O banco era em ferro fundido, com uma velhice orgulhosa que datava da época vitoriana. De assento corrido virado ao mar na marginal aquecida por um sol tímido. Ocupado por dois ciclistas extenuados das voltas contínuas e repetidas diariamente, o banco testemunhava a entrada da manhã quando o sol dilatava as ripas de madeira mil vezes substituídas e agora ocupadas por duas velhas entretidas no croché e na maledicência da filha da vizinha que marcara casamento á pressa. O sol ia mudando a sua posição na elipse diária carregando agora o sobrolho numas nuvens ameaçadoras que o insistiam em seguir na curva que estabelecia.
O banco tinha nas pontas um espaldar para os braços em ferro dobrado à força de calor e martelada formando um semicírculo perfeito onde o velho pescador descansava os braços da labuta de tantos anos que já lhe perdera a conta. Via as ondas a bater no molhe e semicerrava os olhos como que lhe adivinhando a violência de encontro ao leme imaginário que segurava nos braços dormentes.
Na tarde exausta que caía enfim o banco ficava de frente para o farol que guiava os marinheiros desde que existia ali e sentia a luz que ia e vinha no movimento perpétuo com que o afinaram. Era o traje de gala para a noite que se adivinhava onde o banco desta feita fazia de leito aos namorados, anfitrião de juras de amor que o velho ali mesmo tinha feito. Queria agora o velho reunir-se de novo ao objecto das suas juras no céu estrelado.
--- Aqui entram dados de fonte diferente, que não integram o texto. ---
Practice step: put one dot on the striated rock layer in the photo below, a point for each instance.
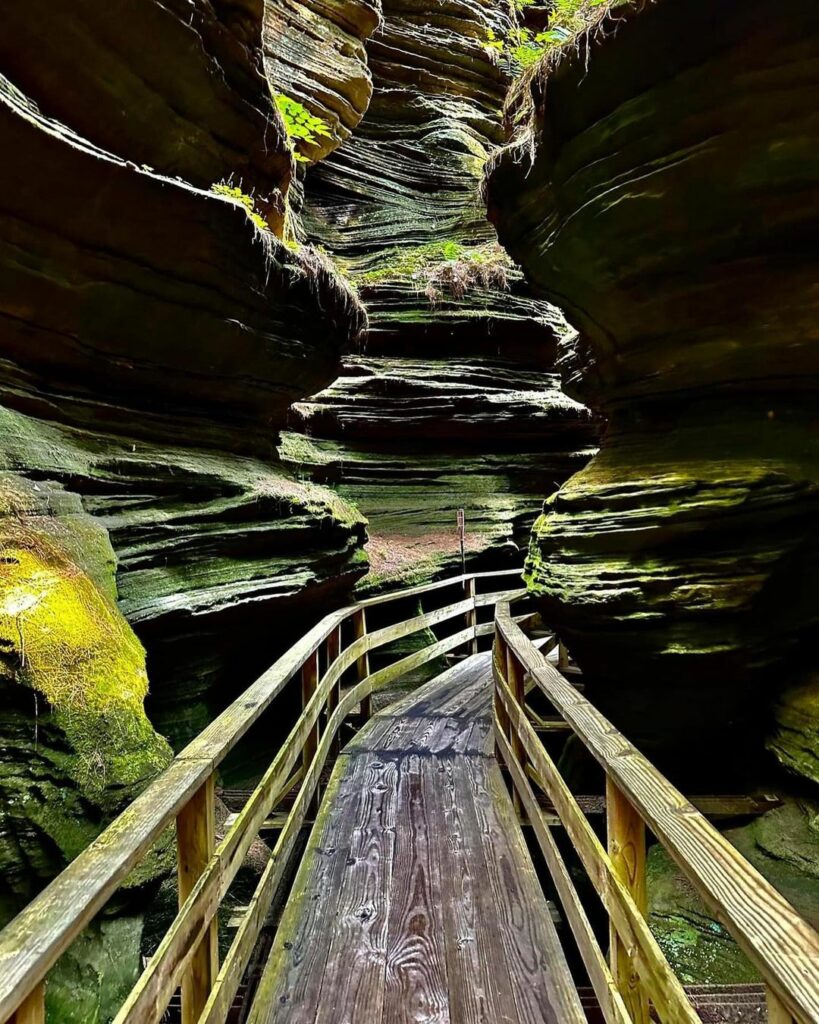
(458, 353)
(671, 207)
(176, 86)
(314, 54)
(153, 335)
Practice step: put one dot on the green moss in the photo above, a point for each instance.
(443, 265)
(795, 739)
(68, 643)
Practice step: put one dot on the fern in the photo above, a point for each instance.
(300, 124)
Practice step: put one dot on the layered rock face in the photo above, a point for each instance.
(153, 335)
(671, 207)
(453, 403)
(177, 86)
(314, 55)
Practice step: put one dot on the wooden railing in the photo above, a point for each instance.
(780, 944)
(183, 796)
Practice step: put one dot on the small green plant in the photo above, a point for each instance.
(235, 194)
(522, 47)
(300, 124)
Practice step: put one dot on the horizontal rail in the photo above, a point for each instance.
(783, 947)
(32, 943)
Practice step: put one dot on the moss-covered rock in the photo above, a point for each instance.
(794, 739)
(783, 846)
(662, 194)
(77, 745)
(454, 404)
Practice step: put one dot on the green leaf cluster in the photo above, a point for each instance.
(522, 47)
(235, 194)
(300, 124)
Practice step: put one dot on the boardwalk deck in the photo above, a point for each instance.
(417, 900)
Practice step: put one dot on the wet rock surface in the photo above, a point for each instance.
(458, 348)
(671, 209)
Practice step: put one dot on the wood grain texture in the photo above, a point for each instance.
(434, 901)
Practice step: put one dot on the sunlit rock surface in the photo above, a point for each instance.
(451, 403)
(314, 54)
(177, 86)
(153, 336)
(672, 210)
O banco ficaria ali como sempre testemunhando as arribas das traineiras no mar encapelado que lhe salpicava os bordos debruçados sobre o molhe.
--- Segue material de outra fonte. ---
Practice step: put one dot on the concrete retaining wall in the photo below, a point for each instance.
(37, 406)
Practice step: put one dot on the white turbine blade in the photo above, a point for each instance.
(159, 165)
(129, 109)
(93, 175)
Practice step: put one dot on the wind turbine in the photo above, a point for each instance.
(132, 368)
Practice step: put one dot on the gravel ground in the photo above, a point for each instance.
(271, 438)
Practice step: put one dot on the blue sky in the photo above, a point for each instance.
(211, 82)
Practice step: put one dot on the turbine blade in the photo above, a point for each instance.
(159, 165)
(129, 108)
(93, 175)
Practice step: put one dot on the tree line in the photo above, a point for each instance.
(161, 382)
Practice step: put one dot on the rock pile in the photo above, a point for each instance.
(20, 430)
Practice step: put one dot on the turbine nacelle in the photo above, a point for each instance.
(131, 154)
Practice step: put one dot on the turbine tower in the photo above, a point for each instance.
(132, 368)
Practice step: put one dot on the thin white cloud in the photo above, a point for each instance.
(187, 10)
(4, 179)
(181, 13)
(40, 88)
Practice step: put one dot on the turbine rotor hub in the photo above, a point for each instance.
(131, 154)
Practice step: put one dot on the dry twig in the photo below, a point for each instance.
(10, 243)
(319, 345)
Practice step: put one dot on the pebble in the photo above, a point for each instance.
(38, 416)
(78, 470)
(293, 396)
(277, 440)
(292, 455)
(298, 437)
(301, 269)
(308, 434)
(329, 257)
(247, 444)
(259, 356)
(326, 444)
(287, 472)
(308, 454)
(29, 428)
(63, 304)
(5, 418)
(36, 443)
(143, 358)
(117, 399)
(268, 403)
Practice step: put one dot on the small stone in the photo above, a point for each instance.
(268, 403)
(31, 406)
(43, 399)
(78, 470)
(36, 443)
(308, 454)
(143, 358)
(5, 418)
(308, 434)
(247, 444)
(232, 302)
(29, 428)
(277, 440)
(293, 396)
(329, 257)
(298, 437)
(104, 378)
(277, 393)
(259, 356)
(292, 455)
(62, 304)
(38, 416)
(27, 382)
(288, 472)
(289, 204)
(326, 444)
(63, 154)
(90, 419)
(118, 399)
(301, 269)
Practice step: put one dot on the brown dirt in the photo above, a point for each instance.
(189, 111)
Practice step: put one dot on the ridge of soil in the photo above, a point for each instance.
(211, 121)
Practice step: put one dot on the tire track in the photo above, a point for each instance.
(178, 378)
Não enferruja o velho banco, nem com os salpicos da água, nem com a chuva que por vezes o torturava, nem com o suor da refrega dos amantes, nem com as lágrimas das mulheres que perdiam os homens nessa tarefa inglória de arribar.

Elegia da loucura


Eu não sou eu,
Nem sou o outro,
Nem sequer sou…
Sou algo de ininteligível
Entre mim e o outro,
Farrapo diáfano mesclado
De uma teia emaranhada
Na trama que teço
De um outro que não eu.
Rompo a cervical
Em movimentos alucinados
Para lá e para cá
De mim, para o outro
Num batucar nervoso
Que me rompe as falanges
No batuque do outro,
Ponte de intermédio
De margens opostas
De costas voltadas,
Interstícios rebuscados
Que fedem em defecações estagnadas
Num devir mictório
Que reluz amarelo na noite urinária
Que não ordinária
Por uma ordem desordenada.
Rasto de sangue e puz
Que água benta não lava
Excretada por cus papais abençoados

Eu não sou eu…
Nem sou o outro
Sou grão burilado
Pela poeira soprada
Da boca do outro
Vela enfunada pelos ventos alísios
Anticiclone manso
Do cabrão que não sou eu
Suco gástrico e aziático
De uma modorra pestilenta
Que se me esgota pelos apêndices
Por todos…
Sem saber … nem vir.
Só lá…escorre-me pelos cantos da boca
De lábios que não são meus.
Do outro?
E porque lhe sinto a amarga pestilência?